Basically... extreme settings, the whole map is red... less extreme settings, and well, you have huge biter megabases with narrow paths between them.
Biters expand? tiny patch with upto a dozen nests and worms. that's it.
It would be... better, if when expanding, instead of creating a whole new nest a tile or two away, they instead just added more nests to their borders. I'm not saying get rid of the migration and setting up a new colony entirely, I'm saying that they should expand their colony as well.
Mods probably do this already, but it should be behaviour in the base game.
Basically... extreme settings, the whole map is red... less extreme settings, and well, you have huge biter megabases with narrow paths between them.

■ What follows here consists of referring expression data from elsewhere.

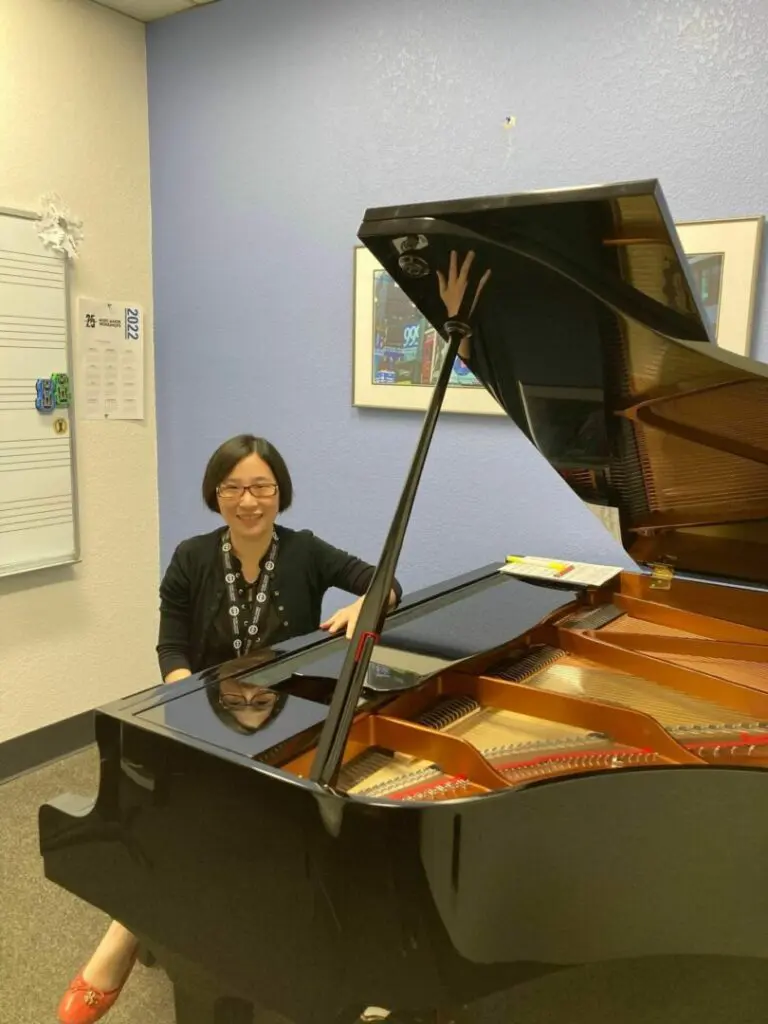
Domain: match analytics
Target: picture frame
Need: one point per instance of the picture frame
(725, 261)
(370, 367)
(724, 256)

Biters expand? tiny patch with upto a dozen nests and worms. that's it.
It would be... better, if when expanding, instead of creating a whole new nest a tile or two away, they instead just added more nests to their borders. I'm not saying get rid of the migration and setting up a new colony entirely, I'm saying that they should expand their colony as well.
Mods probably do this already, but it should be behaviour in the base game.
Re: More natural biter behavior
I'm not sure, but I think they do expand their base. I'm not sure if this happens super slowly, or only to a certain extent, or slows exponentially with size, or what though, because I notice very little growth, especially in map gen bases.